Geçenlerde gece yarısı başımıza
gelen şahsi bir durumla ilgili olarak birilerinden şikayetçi ve davacı olmak
için hukuk fakültesi mezunu kardeşim ve öğretmen bir arkadaşımla beraber
karakola gitmiştik. Orda bu sıkıntılardan örnekleriyle bahsedince, grup amiri “Geçen bir kavga ihbarı üzerine olay yerine
giden arkadaşlarımızı; olayın
taraflarından bir grup, sopayla kovalamışlar. Biz ne yapabiliriz? Birisi şikayetçi
olmadan müdahale edemiyoruz. Bizim de çoluğumuz çocuğumuz var.” diye
acziyet ifade eden şaşırtıcı bir çıkış yaptı. Bir grup amirinin böyle konuştuğu
bir yerde kendinizi emniyette hissedebilir misiniz? O an fiilen “emniyetteydik”
ama gerçekte emniyette olmadığımız duygusuna kapıldık. Şikayette bulunduk
bulunmasına ama yine gerektiği gibi ilgilenilmedi, nöbetçi grup amiri şikayet
ettiğimiz kişileri de bizim telefonla aramamızı, bizim bulmamızı istedi. Tam bir ay boyunca ilgili dosyanın savcılığa
intikal ettirilmediğini öğrenip, sebebini sormak için gittiğimde “şüphelinin ifadesine imza alınmamış”
gibi bir gerekçe öne sürdüler. Ancak tepki göstermem üzerine olay savcılığa
intikal ettirilebildi.
Asayişle ilgili vakalara yerinde
ve zamanında müdahale etmekten çekinen, edemeyen veya etmek istemeyen bir
zihniyetin varlığı oldukça düşündürücüdür.

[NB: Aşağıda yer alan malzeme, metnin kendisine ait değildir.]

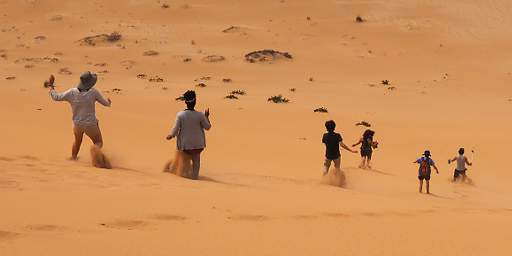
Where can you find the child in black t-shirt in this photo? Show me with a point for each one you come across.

Bu zihniyet daha büyük vakalara
zemin hazırlamakta, sokakları başıboş bırakmakta ve halkın “emniyet” duygusuna
zarar vermektedir. Toplumda adalet,
güvenlik ve huzuru sağlamak devletin başlıca görevlerindendir. Dileriz daha
büyük huzursuzluklar doğmadan gerekenler yapılır.